The book appeared on the New York Times bestseller list Friday, 10 days after it hit bookshelves in North Platte.
An estimated 600 people waited in line at the Lincoln County Historical Museum to have books signed, many of them with multiple copies. Greene signed for more than three hours.
WW II Air Force veteran John Zgud of Cozad, 82, arrived at the event in his WW II uniform. He was 24 when he stopped in North Platte in 1944 on his way to flight training in Casper, Wyo.

At the signing, Zgud took photos of Greene while a CBS news camera took photos of Zgud.

“There were a lot of people at the Canteen,” Zgud said. “It was bedlam. Kind of like this.”

“I will write two words with my name: Thank you.” Greene told the crowd when he stopped at 6:30 p.m. to make remarks and receive awards. “That’s the way I feel toward this town.”

Mayor Jim Whitaker presented Greene with the key to the city and an admiralship in the Nebraska Navy. Dan McGuire made him a colonel in the Buffalo Bill Cody Scouts.

Nebraska Secretary of State John Gale declared Greene a voice of the people and a friend of Nebraska, and presented him a replica of The Sower on the top of the state capitol building, which “sows the seeds of agriculture, life, hope and prosperity,” Gale said.

Kathy Barker of Union Pacific’s North Platte Service Unit at Bailey Yard presented Gale with a blanket depicting a portrait of the North Platte Canteen during WW II.

Greene told the crowd he was honored to be in North Platte and to tell the story of the Canteen to a national audience.
“Believe it or not,” Greene cracked, “sometimes we don’t get this kind of response for something we write.

“I call it a miracle, and that is what it was,” he said. “I don’t use the word ‘miracle’ often, because it is a superlative and we very seldom use them. But although the Canteen seems like a dream, it happened.”

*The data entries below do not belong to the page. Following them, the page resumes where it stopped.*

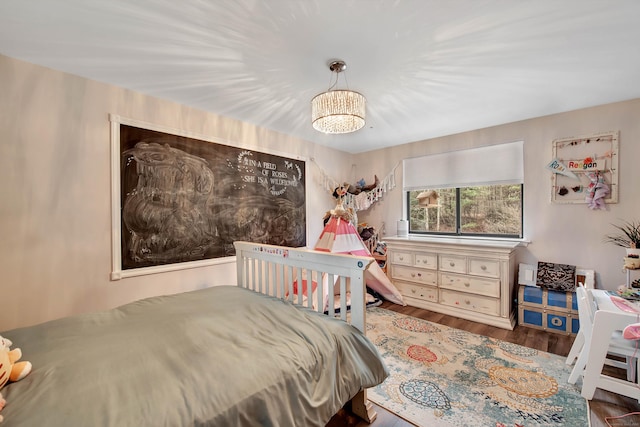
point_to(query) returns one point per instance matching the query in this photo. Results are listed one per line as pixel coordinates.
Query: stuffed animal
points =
(10, 368)
(2, 403)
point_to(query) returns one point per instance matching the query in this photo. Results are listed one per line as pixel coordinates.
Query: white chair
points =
(578, 342)
(601, 342)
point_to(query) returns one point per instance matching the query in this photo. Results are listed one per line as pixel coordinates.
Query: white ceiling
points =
(428, 68)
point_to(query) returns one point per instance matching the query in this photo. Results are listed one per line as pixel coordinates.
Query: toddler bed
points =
(240, 355)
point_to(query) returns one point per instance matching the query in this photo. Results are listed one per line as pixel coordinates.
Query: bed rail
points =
(273, 270)
(278, 271)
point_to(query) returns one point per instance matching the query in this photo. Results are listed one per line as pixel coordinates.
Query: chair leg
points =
(577, 346)
(578, 369)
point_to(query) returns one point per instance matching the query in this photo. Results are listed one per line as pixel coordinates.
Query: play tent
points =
(340, 236)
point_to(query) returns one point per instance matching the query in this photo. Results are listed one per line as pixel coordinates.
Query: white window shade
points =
(491, 165)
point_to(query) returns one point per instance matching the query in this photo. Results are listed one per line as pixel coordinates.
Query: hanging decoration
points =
(361, 196)
(585, 170)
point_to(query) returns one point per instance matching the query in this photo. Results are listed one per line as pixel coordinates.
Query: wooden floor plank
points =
(604, 404)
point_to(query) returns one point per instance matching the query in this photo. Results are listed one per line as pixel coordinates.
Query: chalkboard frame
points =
(266, 189)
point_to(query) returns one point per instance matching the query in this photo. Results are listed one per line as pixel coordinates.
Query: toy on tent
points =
(340, 236)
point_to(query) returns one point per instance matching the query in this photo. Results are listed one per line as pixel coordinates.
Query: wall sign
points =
(181, 202)
(580, 165)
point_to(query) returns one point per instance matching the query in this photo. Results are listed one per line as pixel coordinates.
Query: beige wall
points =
(55, 183)
(561, 233)
(55, 215)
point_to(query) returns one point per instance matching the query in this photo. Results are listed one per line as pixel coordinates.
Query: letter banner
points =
(558, 167)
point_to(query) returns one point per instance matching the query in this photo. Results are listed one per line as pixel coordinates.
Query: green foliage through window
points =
(492, 210)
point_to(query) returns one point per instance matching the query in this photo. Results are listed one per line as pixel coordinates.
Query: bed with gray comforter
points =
(221, 356)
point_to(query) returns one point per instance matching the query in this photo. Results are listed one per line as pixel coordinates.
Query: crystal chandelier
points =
(338, 111)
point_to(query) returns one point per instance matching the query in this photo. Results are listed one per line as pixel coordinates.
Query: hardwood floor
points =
(603, 405)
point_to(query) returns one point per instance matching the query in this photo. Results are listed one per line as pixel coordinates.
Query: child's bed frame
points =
(271, 270)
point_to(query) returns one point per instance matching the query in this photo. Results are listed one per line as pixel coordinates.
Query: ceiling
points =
(428, 68)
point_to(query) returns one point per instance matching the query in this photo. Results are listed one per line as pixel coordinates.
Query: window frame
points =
(459, 232)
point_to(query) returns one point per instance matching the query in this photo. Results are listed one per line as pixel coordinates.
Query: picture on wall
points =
(184, 200)
(585, 170)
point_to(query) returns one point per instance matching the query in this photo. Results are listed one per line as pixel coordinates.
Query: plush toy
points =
(10, 368)
(2, 403)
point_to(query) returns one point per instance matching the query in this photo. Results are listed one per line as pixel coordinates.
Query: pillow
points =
(556, 277)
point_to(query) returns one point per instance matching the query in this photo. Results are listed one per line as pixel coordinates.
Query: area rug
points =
(446, 377)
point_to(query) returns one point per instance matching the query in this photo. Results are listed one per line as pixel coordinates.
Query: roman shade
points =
(499, 164)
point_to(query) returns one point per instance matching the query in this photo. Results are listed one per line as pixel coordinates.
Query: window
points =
(475, 192)
(491, 210)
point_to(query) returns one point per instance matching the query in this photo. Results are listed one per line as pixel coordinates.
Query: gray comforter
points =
(222, 356)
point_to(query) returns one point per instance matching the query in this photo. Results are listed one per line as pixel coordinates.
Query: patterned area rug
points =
(441, 376)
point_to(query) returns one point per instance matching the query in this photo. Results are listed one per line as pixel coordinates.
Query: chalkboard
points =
(184, 199)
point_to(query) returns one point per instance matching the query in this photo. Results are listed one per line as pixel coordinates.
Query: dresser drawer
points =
(404, 258)
(471, 302)
(426, 293)
(455, 264)
(412, 274)
(476, 285)
(426, 260)
(484, 267)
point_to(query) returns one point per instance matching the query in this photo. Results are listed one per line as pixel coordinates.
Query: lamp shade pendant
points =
(338, 111)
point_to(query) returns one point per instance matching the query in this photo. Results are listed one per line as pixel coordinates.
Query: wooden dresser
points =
(470, 279)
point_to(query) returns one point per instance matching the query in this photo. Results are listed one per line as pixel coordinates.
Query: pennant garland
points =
(363, 200)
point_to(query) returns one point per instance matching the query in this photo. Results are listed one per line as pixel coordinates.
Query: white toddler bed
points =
(220, 356)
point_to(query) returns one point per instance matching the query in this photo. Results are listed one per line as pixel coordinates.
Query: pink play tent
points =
(340, 236)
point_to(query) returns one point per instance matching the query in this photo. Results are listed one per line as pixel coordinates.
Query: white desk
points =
(608, 318)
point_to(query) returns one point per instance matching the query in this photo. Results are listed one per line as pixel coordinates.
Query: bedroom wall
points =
(561, 233)
(55, 185)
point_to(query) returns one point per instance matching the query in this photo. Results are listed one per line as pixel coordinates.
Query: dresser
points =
(470, 279)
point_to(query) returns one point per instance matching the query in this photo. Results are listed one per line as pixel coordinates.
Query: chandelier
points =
(338, 111)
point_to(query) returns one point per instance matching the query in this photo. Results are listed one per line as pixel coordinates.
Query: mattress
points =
(221, 356)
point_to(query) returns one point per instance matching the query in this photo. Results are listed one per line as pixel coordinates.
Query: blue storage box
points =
(553, 311)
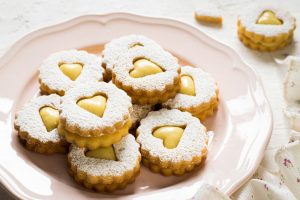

During WW II, the population of North Platte was about 12,000. Volunteers from the community entertained and refreshed 6 million of “our nation’s sons, our fathers and grandfathers who passed through. It is a love story,” he said.
Greene said he hopes the book will memorialize the Canteen.
“I hope the monument is in the stories,” he said. “These stories will be there forever.”

Greene began signing at 5:45 p.m., as soon as he arrived at the museum. After stopping to speak to the crowd, he started signing again. At 7:30 p.m., he said he had a slight case of writer’s cramp.

“I started with writer’s cramp, and it just gets worse,” he smiled.

Greene encourages people to look toward Nebraska for ways to make the country better.

“We have ‘focus’ groups, as though we have to look off in the distance to find solutions,” he said.

“I tell people if they want to find solutions, come to North Platte. The people are still here.”

Whitaker called it a wonderful day.

“The nation is looking at us,” he said. “We are a wonderful community, and this verifies it.”

Whitaker said the spirit of the Canteen, and of volunteerism, is alive and well today.

“I have no trouble getting volunteers to serve on committees,” he said. “I appoint 14 of them. We have a waiting list.”

During the signing, Lloyd Synovec of North Platte, 74, played songs of the 1940s on the piano, including “Don’t Sit Under the Apple Tree” and “Stardust.” Synovec also played the songs in 1945, as a 17-year-old Navy serviceman, during a 10-minute layover at the Canteen.